Daily Archives: March 25, 2021
Daily Archives: March 25, 2021
There are physical adventures, there are mental adventures, and then there is ayahuasca: a relentless spiritual-physical-mental adventure that may be one of the most intense ordeals your soul can choose to experience in this life.
If an ayahuasca ceremony is on your bucket list, you no longer have to go all the way to South America’s Amazon to reach your goal.
Thanks to religious freedoms in the USA, you can finally check-off this list item, the ayahuasca ceremony, without leaving the USA. There are a handful of legal ceremonies popping up in urban areas and far-out locations in scattered pockets across the United States of America.
According to our new section, the ayahuasca retreat directory, a Native American Church is offering ayahuasca in the United States for people interested in the sacramental ritual of an ayahuasca ceremony and the full-on spiritual practice of ayahuasca tea imbibing.
“The tea, known as Ayahuasca, is revered as sacred by Church members. It is a sacrament serving to heighten spiritual understanding and perception, and brings the practitioners closer to God and the Divine.” — Chief Minister Steve Hupp
It seems that the religious protections invoked by the religious freedom in America have made it possible — for people acting under the auspices of a church — to recruit new members to the church’s spiritual practices, where, as a potential member, you can partake in the ritual drinking of ayahuasca.
In other ceremonies that take place in the USA, invoking religious freedoms, take the UDV, for example, where it’s typical for UDV ayahuasca sessions to include dancing all night, wearing pure white clothes, and singing Christian songs. That’s right, the UDV is Christian. During a ceremony you’ll be immersed in an alternative Christian world that — to outsiders, the uninitiated, fundamentalist, or bible pounding puritans — may seem like sacrilege.
For the Native American church in Kentucky, you’ll have contact them to find out exactly what their ceremonies entail.
This is the most unusual US ayahuasca experience to come across Heroic Adventures’ radar, and it happens to be located in the same state as one of North America’s most famous horse races, the Kentucky Derby.
Yes, you read that correctly, Kentucky.
Save the South American journey. Instead, buy your plane ticket to Kentucky.
In all fairness, probably not everyone is as excited about an ayahuasca adventure in Kentucky as they would be taking the sacred medicine, say, with a Shipibo medicine man in South America — but, the novelty of the offer can’t be disputed.
Imagine it, you can fly from New York City down to Kentucky in a weekend.
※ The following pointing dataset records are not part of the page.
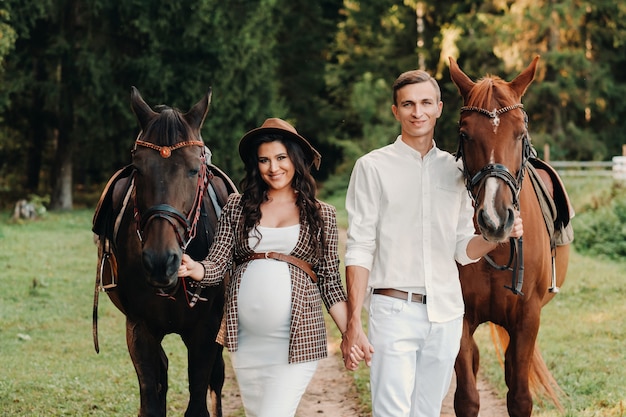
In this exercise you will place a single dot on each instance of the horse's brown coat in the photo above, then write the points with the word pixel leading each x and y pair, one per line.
pixel 485 297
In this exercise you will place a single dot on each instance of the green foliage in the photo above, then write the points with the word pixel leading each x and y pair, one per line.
pixel 602 230
pixel 49 366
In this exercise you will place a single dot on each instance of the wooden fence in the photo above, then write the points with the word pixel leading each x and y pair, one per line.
pixel 591 168
pixel 615 168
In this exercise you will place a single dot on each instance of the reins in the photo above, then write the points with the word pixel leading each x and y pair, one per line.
pixel 174 217
pixel 516 258
pixel 164 211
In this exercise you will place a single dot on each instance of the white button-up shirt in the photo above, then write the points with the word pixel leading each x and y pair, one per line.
pixel 410 221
After drinking ayahuasca and having a lifetime’s worth of spiritual bombardment entering your consciousness, you’ll be a new person when you go back to the office in New York on Monday.
It’s time to take a Heroic Adventure not to the Amazon but to Kentucky.
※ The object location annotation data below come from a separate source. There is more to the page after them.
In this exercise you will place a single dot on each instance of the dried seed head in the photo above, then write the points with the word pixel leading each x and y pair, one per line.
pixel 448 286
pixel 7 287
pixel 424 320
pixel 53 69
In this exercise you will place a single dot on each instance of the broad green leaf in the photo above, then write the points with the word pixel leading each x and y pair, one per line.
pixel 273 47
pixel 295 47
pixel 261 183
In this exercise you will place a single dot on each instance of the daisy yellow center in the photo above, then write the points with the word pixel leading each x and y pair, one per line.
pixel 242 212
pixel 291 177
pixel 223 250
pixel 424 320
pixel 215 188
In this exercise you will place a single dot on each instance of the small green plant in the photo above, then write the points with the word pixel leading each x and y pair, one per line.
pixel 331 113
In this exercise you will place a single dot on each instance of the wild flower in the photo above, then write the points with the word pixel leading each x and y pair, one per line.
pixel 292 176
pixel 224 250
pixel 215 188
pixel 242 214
Compare the first photo from the Amazon, below, to the second photo of Kentucky, below, it would appear there is a spiritual connection between the two… Well, at least, they both have a lot of nice green plants.
And, a caveat from a reader:
I’m not one to normally send feedback on posts, but this feels especially warranted. I appreciate you giving information to the public about Ayahuasca ceremonies being held in the U.S. I believe it’s a positive move forward that Americans will have Ayahuasca as a more accessible possibility. However, as someone who has experienced Ayahuasca, I really advise against saying things like “Imagine it, you can fly from New York City down to Kentucky in a weekend. After drinking ayahuasca and having a lifetime’s worth of spiritual bombardment entering your consciousness, you’ll be a new person when you go back to the office in New York on Monday.” That’s a very, very scary thing to advise people to do. When you take the medicine, it stays in your system for a much longer period than the one or two days you’ve actually consumed it. You need to have preparations in place for how you’re going to reintegrate into your daily life after the experience, and making it sound like it’s a “no big deal, let’s go do Ayahuasca this weekend” kind of thing is not only dangerous but it’s furthermore disrespectful toward and completely underestimating the power of the medicine.
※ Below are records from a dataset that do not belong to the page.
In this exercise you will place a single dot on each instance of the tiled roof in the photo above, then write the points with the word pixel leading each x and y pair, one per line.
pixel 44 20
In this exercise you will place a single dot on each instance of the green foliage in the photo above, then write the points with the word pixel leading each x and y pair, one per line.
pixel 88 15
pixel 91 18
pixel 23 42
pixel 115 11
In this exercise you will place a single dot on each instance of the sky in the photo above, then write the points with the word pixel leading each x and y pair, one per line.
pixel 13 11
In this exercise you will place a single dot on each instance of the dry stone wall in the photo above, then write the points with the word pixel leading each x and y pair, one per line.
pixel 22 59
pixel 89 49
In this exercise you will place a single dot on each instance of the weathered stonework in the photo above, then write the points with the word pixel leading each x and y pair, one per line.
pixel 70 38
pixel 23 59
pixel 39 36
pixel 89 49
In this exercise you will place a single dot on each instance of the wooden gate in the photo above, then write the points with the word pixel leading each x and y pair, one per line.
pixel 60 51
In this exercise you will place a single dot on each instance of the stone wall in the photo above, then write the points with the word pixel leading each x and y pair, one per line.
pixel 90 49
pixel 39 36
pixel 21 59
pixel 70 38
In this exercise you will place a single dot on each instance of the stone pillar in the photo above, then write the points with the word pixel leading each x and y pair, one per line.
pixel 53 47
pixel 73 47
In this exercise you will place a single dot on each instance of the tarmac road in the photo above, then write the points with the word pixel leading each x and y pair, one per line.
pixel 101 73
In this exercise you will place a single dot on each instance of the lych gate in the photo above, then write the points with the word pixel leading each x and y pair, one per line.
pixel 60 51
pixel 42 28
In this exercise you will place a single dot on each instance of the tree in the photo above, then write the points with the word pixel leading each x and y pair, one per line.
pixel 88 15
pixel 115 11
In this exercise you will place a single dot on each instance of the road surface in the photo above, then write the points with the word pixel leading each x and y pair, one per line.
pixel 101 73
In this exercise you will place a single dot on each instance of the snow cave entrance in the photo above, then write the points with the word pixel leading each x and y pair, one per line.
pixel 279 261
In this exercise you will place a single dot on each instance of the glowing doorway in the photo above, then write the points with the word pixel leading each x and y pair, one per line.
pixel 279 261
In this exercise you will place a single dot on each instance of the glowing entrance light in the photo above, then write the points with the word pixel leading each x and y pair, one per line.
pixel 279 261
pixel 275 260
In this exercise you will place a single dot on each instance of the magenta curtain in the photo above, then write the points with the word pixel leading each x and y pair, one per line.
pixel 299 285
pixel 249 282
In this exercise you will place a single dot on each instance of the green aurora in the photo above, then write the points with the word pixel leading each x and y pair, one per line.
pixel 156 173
I’m not trying to be a heckler, but please understand that this is powerful stuff. For the sake of your readers, I hope you reconsider the phrasing of your post and add in how important it is to seriously consider whether they’re ready to take the medicine, as well as how important it is for them to do their research regarding preparations before and after the experience.
Thanks for your time,
(updated August 26, 2015)
In the Fall of 2015, a website popped up touting the First Ayahuasca Church in the USA that is open for ceremonies to anyone. Now this is a distinct organization front Mr Hupp (in the article above). After this article was published detailing why this church is not legal–it seems the site went offline, maybe it will emerge again–for your own investigations–here is the link: https://ayahuascahealings.com.
And to see the site in it’s original splendor, the Internet Archive has a stash of how the site last looked on November 20th, 2015, available here: Ayahuasca Healing Internet Archive Snapshot
A curious story in the world of spirituality, religious rights, internet marketing, and law.